Formally, DIANA operates in the following steps:

# Let <math>C_0 = \{1\dots n\}</math> be the set of all <math>n</math> object indices and <math>\mathcal{C} = \{C_0\}</math> the set of all formed clusters so far.
# Iterate the following until <math>|\mathcal{C}| = n</math>:
## Find the current cluster with 2 or more objects that has the largest diameter: <math>C_* = \arg\max_{C\in \mathcal{C}} \max_{i_1,i_2\in C} \delta(i_1,i_2)</math>
## Find the object in this cluster with the most dissimilarity to the rest of the cluster: <math>i^* = \arg\max_{i\in C_*} \frac{1}{|C_*|-1}\sum_{j\in C_*\setminus\{i\}} \delta(i,j)</math>
## Pop <math>i^*</math> from its old cluster <math>C_*</math> and put it into a new ''splinter group'' <math>C_\textrm{new} = \{i^*\}</math>.
## As long as <math>C_*</math> isn't empty, keep migrating objects from <math>C_*</math> to add them to <math>C_\textrm{new}</math>. To choose which objects to migrate, don't just consider dissimilarity to <math>C_*</math>, but also adjust for dissimilarity to the splinter group: let <math>i^* = \arg\max_{i\in C} D(i)</math> where we define <math>D(i) = \frac{1}{|C_*|-1}\sum_{j\in C_*\setminus\{i\}} \delta(i,j) - \frac{1}{|C_\textrm{new}|}\sum_{j\in C_\textrm{new}} \delta(i,j)</math>, then either stop iterating when <math>D(i^*) < 0</math>, or migrate <math>i^*</math>.
## Add <math>C_\textrm{new}</math> to <math>\mathcal{C}</math>.

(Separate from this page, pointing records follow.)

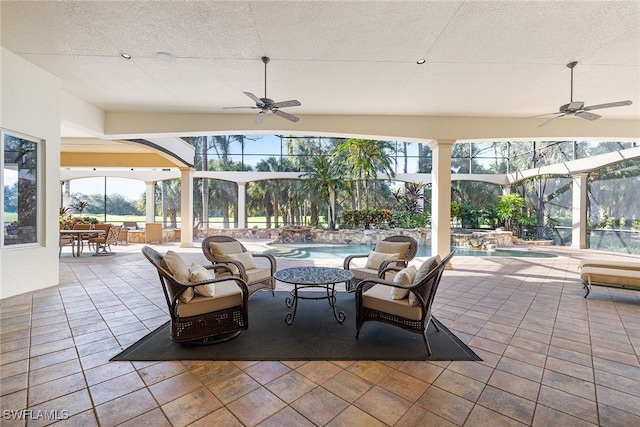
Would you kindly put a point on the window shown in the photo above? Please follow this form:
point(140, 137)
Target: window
point(20, 188)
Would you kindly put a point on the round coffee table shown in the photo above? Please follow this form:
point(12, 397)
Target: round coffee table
point(313, 277)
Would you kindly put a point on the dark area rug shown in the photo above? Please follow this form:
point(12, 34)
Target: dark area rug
point(314, 335)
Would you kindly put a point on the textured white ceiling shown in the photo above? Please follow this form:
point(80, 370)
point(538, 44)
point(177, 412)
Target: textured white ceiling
point(488, 59)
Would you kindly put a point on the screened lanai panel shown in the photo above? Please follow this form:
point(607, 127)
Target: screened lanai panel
point(614, 208)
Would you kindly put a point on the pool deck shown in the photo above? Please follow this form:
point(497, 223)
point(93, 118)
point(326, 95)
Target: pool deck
point(550, 356)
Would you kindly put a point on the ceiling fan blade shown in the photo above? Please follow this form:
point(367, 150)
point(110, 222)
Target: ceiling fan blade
point(291, 103)
point(551, 119)
point(608, 105)
point(587, 115)
point(285, 115)
point(542, 115)
point(260, 117)
point(255, 98)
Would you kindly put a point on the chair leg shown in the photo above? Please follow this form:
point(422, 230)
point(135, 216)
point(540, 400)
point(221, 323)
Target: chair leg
point(426, 343)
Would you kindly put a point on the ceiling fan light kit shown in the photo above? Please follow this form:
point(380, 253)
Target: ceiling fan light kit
point(577, 108)
point(267, 104)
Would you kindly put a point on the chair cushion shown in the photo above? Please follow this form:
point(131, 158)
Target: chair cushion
point(228, 295)
point(176, 265)
point(259, 273)
point(198, 273)
point(245, 258)
point(392, 248)
point(379, 298)
point(404, 277)
point(423, 271)
point(221, 250)
point(375, 259)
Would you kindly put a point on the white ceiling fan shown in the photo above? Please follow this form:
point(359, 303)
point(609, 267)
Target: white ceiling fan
point(577, 108)
point(266, 104)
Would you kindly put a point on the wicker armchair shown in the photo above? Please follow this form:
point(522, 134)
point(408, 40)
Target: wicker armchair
point(222, 250)
point(203, 319)
point(390, 245)
point(377, 304)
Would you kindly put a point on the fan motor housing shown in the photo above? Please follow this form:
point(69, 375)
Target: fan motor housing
point(572, 107)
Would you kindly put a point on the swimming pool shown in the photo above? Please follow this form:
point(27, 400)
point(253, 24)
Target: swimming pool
point(321, 251)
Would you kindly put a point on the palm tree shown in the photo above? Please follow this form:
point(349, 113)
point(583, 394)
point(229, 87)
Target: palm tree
point(324, 180)
point(365, 158)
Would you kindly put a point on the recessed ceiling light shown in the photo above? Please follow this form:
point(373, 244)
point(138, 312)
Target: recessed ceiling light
point(164, 56)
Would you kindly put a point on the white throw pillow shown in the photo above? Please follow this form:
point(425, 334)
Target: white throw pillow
point(180, 271)
point(198, 273)
point(223, 249)
point(404, 277)
point(376, 258)
point(245, 258)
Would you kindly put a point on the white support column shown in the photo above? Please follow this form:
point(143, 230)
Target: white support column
point(242, 205)
point(150, 208)
point(186, 208)
point(579, 212)
point(441, 198)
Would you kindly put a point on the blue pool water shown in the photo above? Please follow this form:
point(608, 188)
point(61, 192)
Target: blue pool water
point(320, 251)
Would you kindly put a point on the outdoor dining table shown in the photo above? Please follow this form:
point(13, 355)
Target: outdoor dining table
point(77, 237)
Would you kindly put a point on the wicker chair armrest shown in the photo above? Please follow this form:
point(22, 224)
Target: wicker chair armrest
point(378, 281)
point(242, 272)
point(382, 272)
point(241, 283)
point(348, 260)
point(385, 264)
point(368, 283)
point(219, 266)
point(270, 258)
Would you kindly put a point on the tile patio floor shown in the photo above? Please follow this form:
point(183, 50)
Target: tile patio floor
point(551, 357)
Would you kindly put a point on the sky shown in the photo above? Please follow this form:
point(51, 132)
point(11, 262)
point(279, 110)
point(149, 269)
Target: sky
point(260, 147)
point(130, 188)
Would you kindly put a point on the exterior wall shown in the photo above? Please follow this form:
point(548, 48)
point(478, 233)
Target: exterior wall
point(30, 104)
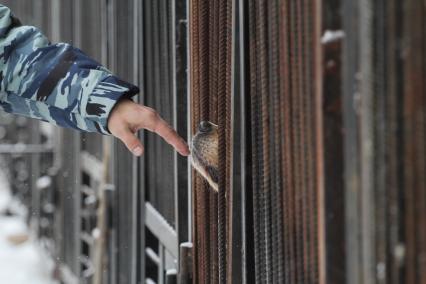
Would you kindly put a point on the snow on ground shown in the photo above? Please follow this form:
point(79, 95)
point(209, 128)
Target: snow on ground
point(24, 263)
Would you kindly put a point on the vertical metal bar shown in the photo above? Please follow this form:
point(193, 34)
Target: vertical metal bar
point(140, 20)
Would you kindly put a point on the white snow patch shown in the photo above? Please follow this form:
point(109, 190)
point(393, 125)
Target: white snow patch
point(332, 36)
point(22, 263)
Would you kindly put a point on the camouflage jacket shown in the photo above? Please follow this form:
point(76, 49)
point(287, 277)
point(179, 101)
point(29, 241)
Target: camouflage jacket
point(56, 83)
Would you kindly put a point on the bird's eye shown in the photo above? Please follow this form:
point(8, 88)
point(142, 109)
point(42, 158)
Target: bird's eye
point(205, 126)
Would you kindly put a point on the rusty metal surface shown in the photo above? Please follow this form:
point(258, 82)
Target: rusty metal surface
point(285, 109)
point(414, 163)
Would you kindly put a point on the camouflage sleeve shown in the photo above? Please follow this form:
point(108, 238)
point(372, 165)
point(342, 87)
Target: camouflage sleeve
point(56, 83)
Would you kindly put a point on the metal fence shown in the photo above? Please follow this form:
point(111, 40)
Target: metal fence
point(321, 108)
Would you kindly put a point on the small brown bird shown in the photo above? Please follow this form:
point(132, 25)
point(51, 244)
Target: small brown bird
point(204, 152)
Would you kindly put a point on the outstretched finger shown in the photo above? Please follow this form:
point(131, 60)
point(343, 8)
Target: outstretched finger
point(132, 143)
point(163, 129)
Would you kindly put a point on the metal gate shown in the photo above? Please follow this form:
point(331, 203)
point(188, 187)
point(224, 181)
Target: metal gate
point(322, 120)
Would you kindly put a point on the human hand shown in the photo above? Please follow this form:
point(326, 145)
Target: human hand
point(128, 117)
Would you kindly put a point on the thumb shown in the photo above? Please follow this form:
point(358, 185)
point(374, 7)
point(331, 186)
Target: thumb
point(132, 143)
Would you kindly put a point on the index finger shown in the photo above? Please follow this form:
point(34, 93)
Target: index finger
point(163, 129)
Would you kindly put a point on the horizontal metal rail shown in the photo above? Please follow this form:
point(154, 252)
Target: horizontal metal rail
point(161, 229)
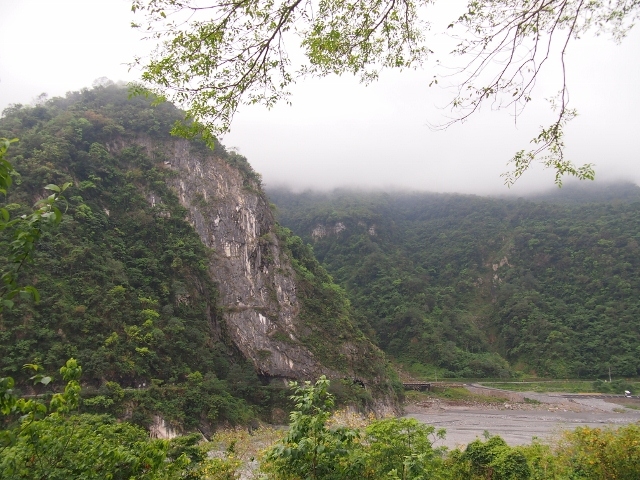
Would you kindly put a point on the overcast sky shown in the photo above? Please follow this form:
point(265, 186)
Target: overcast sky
point(339, 132)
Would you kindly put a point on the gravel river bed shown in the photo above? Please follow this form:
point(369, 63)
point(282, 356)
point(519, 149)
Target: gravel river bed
point(517, 423)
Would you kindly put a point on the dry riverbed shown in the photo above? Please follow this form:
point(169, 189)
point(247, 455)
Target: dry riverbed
point(518, 423)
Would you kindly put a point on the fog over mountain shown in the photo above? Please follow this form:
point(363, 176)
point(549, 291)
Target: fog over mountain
point(337, 132)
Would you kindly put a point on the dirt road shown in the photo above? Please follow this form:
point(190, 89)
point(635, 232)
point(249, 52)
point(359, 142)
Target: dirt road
point(517, 423)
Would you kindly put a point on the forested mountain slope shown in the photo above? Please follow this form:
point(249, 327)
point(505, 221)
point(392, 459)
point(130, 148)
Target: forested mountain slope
point(168, 276)
point(459, 284)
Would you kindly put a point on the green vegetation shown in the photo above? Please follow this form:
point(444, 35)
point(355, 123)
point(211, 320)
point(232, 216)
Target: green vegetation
point(404, 449)
point(328, 316)
point(123, 280)
point(464, 286)
point(218, 56)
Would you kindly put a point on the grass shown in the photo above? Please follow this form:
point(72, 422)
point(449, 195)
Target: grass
point(453, 394)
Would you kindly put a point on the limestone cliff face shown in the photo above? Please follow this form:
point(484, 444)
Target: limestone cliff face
point(256, 282)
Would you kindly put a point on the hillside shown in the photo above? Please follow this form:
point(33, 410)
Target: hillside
point(477, 287)
point(168, 278)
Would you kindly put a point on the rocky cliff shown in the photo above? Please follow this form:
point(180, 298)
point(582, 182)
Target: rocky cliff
point(258, 286)
point(256, 283)
point(169, 269)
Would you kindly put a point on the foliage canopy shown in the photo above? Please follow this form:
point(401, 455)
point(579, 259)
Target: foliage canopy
point(215, 57)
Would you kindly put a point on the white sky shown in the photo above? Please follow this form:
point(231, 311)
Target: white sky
point(338, 132)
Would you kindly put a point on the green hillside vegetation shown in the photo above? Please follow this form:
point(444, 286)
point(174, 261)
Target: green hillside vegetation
point(124, 286)
point(469, 286)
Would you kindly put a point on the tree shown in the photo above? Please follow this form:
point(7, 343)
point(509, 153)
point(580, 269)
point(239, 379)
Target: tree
point(214, 58)
point(311, 449)
point(21, 234)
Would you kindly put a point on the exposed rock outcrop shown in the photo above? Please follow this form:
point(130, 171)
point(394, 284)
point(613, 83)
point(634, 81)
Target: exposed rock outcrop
point(256, 283)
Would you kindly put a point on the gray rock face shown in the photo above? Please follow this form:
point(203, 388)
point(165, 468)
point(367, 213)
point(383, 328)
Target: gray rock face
point(255, 279)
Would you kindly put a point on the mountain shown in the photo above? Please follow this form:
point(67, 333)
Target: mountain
point(466, 286)
point(168, 278)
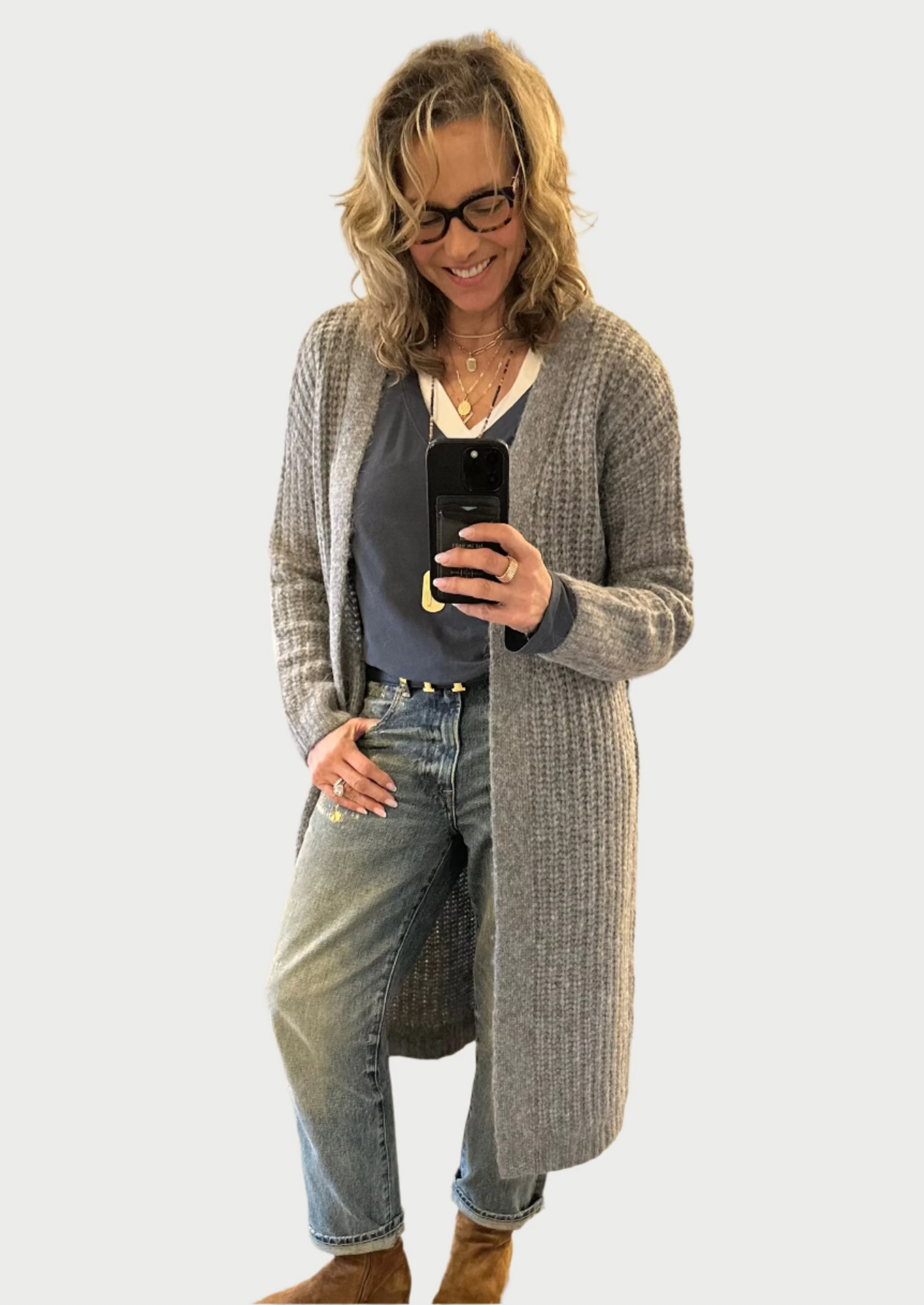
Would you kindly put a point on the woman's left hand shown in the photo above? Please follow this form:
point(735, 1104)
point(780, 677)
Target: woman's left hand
point(524, 601)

Intuitively, <math>D(i)</math> above measures how strongly an object wants to leave its current cluster, but it is attenuated when the object wouldn't fit in the splinter group either. Such objects will likely start their own splinter group eventually.

The dendrogram of DIANA can be constructed by letting the splinter group <math>C_\textrm{new}</math> be a child of the hollowed-out cluster <math>C_*</math> each time. This constructs a tree with <math>C_0</math> as its root and <math>n</math> unique single-object clusters as its leaves.